En janvier 1972 le manifeste* « un programme de survie » fut le premier écrit médiatique valorisant l’idée de « communauté protégée ». Les gouvernements doivent faire cesser la croissance démographique ; cet engagement devrait inclure un arrêt de l’immigration. Dans son article de 1974, « Lifeboat Ethics : The Case against Helping the Poor », Garrett Hardin comparait les Etats-Unis à un canot de sauvetage où l’espace vient à manquer : « Une immigration sans restriction revient à faire venir les populations là où est la nourriture, cela accélérant la destruction de l’environnement des pays riches. » Paul et Anne Ehrlich publièrent en 1979 un ouvrage sur la question frontalière américano-mexicaine, The Golden Door : « Le nombre accru d’Américains résultant de l’immigration accroîtra l’impact total des Etats-Unis sur les ressources du globe et sur l’environnement, tout comme un accroissement naturel le ferait. » Ils reprenaient l’argument en 1990 dans The Population Explosion : « Dans la mesure où la migration sert de soupape pour empêcher les pays pauvres de faire face à leurs propres problèmes démographiques, tout en gonflant le nombre de consommateurs à revenu élevé, elle grève nos chances d’instaurer la durabilité mondiale. »
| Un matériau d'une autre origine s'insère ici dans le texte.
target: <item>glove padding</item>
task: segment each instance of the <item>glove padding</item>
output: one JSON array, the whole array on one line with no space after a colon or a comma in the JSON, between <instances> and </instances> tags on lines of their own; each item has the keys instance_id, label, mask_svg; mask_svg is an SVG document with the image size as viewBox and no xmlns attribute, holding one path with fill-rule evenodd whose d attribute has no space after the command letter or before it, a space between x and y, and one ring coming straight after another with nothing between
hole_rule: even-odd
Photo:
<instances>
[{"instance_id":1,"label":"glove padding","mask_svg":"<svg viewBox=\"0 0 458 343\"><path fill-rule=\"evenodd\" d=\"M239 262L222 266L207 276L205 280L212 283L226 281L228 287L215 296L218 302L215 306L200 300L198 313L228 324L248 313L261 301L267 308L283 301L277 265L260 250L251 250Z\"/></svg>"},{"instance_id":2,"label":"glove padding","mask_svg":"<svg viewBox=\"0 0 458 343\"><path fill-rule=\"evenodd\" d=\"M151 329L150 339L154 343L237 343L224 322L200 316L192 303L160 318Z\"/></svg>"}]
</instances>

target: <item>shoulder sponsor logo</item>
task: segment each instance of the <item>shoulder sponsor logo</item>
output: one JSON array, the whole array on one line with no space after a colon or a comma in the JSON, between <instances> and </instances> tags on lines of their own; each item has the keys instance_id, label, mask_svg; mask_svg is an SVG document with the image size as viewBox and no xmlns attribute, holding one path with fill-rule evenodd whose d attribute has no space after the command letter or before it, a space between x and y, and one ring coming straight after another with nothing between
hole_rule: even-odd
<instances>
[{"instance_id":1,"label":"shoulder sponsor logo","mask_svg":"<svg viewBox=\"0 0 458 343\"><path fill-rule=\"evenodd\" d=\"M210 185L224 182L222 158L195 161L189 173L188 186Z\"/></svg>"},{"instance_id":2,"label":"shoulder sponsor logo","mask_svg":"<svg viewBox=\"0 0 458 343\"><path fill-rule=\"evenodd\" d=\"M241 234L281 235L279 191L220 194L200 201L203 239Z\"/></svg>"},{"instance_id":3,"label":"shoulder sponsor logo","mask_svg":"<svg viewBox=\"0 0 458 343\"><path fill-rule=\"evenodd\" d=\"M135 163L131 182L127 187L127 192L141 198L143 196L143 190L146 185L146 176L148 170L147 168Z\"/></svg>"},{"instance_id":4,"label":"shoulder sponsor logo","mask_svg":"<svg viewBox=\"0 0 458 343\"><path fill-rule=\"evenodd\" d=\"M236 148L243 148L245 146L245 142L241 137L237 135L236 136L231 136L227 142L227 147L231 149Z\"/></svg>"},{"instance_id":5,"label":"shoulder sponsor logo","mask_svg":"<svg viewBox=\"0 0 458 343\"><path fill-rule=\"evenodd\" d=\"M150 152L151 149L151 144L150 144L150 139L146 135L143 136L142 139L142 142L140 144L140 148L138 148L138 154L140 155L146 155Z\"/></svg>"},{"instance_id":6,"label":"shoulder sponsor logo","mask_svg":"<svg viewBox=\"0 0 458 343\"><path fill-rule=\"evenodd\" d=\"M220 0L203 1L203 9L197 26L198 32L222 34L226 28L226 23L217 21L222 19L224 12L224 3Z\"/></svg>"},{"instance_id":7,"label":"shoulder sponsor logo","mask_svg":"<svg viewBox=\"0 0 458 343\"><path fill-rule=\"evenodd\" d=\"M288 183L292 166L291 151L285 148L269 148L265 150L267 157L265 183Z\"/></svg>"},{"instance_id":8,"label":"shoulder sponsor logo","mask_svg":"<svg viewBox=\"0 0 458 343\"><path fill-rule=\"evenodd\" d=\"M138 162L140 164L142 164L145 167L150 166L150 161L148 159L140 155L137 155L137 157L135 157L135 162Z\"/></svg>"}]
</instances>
Le livre** qui reprend ces textes historiques en tire la conclusion que c’est une « écologisation de la haine », rejetant la responsabilité de la dégradation environnementale sur le dos des populations démunies et de couleur. L’argument anti-immigration se fonde selon Ian Angus et Simon Butler sur l’idée que la transformation des modes de vie du Nord est un objectif moins facile à atteindre que d’empêcher les autres d’adopter ces mêmes modes de vie. Les programmes anti-immigration mineraient les efforts visant à ériger des mouvements démocratiques de masse pour affronter et neutraliser les véritables causes de la destruction environnementale.
Cette argumentation des écosocialistes est simplificatrice à l’extrême. Il faut nettement distinguer le racisme qui rejette la différence avec une maîtrise des flux migratoires pour raison écologique : un territoire ne peut raisonnablement dépasser sa capacité de charge. L’impact écologique d’une population résulte à la fois du nombre de consommateurs et du niveau de consommation : il faut agir sur les deux causes à la fois sans vouloir protéger le niveau de vie des riches. Notons d’ailleurs qu’il est aussi difficile d’agir sur la démographie que d’agir sur le consumérisme. De toute façon ce n’est pas parce qu’on agit dans un domaine que cela empêche le volontarisme dans d’autres domaines. Il est enfin illusoire de compter sur « des mouvements démocratiques de masse » pour faire la révolution ; cela ressemble fort à l’idéologie du Grand Soir prôné par les mouvements marxistes. Nous savons historiquement que les pseudo mouvements de masse débouchent quasi-inéluctablement sur une dictature « socialiste » allergique à l’urgence écologique.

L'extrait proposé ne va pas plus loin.